I don't have an invisible chronic illness. What I have is an invisible chronic disability. At some point during my early to mid-teens, I managed to severely herniate three disks in my lower lumbar spine (L3-L5, for the morbidly curious). Because I was extremely overweight at the time, every doctor I saw for more than ten years said "lose weight and the pain will go away," and didn't look any deeper to see why a twenty-three year old woman was staggering into their offices screaming whenever she put her foot down and unable to straighten without vomiting.
Because the body learns to cope with things, I eventually recovered enough mobility to decide to do what the doctors were telling me, went on Weight Watchers, and lost over a hundred pounds. This wasn't as hard as it might have been, because I am a) a naturally picky eater and b) naturally really, really, "was walking a mile every morning to the convention center at the San Diego International Comic Convention, because that calmed me down enough to move calmly through the crowds" hyperactive. So "here, eat lettuce and do aerobics," not exactly the most difficult thing I'd ever heard.
Sadly, it turned out that the doctors were wrong. Being severely overweight may have made things worse, but it didn't cause the injury, and a year and a half of hard aerobics definitely made things worse. In the fall of 2007, I began experiencing numbness of my right side, culminating in losing all feeling in my right leg and nearly falling into traffic when I suddenly couldn't walk. That's when a doctor finally slapped me into an MRI machine, went "oh, crap," and started dealing with my actual injuries.

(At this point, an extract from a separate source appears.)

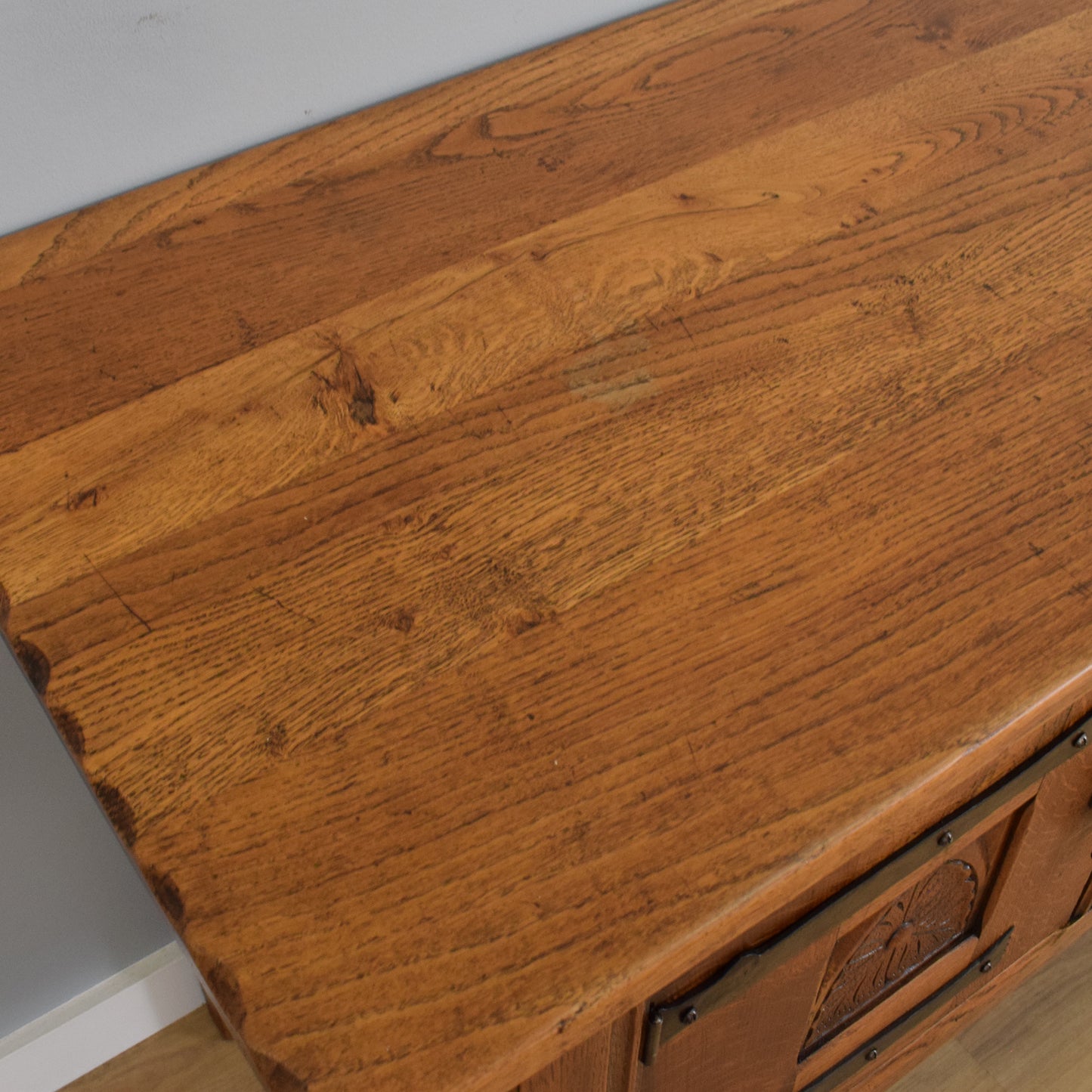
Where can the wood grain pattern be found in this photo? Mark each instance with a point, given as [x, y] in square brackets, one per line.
[496, 549]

I look totally healthy. I walk quickly. I move sharply. I am 5'7", reasonably young, and apparently able-bodied. But sometimes I sit in the "people with disabilities" seats, because I literally can't stand on the train for the duration of my commute. Sometimes I glaze over while I'm talking to people, because my sciatic nerve has started screaming like my leg is full of fire ants, and I'm trying to figure out a polite way to excuse myself to go take painkillers. Sometimes I keep walking at a crazy death-march pace because I can feel the numbness creeping back, and if I don't get to my destination before I lose the temporary use of my leg, I'm going to be stuck. That's just how life is.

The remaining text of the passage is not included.